La résolution a été accueillie “favorablement” par le ministère de l’Agriculture. “Afin de garantir l’image et la crédibilité du label biologique, il est effectivement essentiel que les modes de production du sel biologique qui seront fixés soient fidèles aux grands principes de l’agriculture biologique”, a-t-il assuré.
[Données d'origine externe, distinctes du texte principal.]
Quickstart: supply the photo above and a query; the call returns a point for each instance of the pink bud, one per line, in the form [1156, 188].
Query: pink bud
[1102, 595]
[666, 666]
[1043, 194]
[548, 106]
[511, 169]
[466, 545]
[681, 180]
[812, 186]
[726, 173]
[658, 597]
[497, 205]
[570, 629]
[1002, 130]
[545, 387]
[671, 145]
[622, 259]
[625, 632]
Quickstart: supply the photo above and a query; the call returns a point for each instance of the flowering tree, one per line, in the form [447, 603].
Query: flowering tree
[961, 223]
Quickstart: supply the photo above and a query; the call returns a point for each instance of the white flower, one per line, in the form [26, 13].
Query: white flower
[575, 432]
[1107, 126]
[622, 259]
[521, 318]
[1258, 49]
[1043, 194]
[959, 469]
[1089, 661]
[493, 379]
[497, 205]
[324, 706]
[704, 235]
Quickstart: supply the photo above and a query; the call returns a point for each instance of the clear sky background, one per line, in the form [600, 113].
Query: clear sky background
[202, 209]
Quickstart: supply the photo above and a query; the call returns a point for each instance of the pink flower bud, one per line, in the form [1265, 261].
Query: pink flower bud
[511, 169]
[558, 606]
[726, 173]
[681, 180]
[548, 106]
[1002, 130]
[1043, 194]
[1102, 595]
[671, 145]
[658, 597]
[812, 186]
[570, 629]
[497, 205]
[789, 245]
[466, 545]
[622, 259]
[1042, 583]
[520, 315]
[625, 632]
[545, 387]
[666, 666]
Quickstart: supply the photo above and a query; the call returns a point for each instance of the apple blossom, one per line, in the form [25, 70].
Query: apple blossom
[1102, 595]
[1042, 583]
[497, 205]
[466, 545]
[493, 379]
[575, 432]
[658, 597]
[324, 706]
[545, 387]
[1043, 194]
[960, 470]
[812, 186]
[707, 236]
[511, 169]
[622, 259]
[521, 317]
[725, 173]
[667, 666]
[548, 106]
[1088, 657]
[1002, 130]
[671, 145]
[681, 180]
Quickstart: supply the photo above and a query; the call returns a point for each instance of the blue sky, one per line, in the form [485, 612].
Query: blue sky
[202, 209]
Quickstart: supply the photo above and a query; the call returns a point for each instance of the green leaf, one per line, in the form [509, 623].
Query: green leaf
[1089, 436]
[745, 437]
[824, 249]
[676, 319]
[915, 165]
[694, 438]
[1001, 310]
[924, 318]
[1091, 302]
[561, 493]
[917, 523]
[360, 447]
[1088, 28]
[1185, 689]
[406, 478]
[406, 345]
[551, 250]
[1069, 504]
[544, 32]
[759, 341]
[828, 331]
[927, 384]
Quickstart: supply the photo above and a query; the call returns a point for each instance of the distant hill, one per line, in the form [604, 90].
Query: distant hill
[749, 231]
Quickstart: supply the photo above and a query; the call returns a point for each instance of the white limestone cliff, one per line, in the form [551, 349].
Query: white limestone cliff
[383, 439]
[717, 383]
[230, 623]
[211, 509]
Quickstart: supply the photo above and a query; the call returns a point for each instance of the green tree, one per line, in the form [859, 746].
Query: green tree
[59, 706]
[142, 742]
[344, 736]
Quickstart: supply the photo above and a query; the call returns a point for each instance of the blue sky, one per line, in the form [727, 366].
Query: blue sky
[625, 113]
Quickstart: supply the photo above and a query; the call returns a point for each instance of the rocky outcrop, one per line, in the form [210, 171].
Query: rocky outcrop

Mobilisée depuis l’été, l’AFPS dit avoir noué un “bon contact” avec le ministère et espère que la France négociera “de façon à protéger les producteurs traditionnels”.

Avec pour seuls outils une pelle et une planche de bois accrochée à un long manche, paludiers et sauniers travaillent dans leurs marais “comme on y travaillait déjà il y a mille ans”, rappelle Élisabeth Wattebled. Alors que Noirmoutier comptait dans les années 1950 pas moins de 750 sauniers, ils n’étaient plus qu’une vingtaine au début des années 1980, après l’industrialisation du secteur. Ils sont aujourd’hui 120, indique la coopérative locale.

“On a réussi à renaître de nos cendres en misant sur la qualité et la différenciation. Si nous perdons cela, nous pourrions à nouveau disparaître”, avertit Élisabeth Wattebled. La saunière soupire : “Et si c’est un label bio qui détruit les emplois de ceux qui travaillent de manière la plus écologique, on sera dans un paradoxe assez affolant.”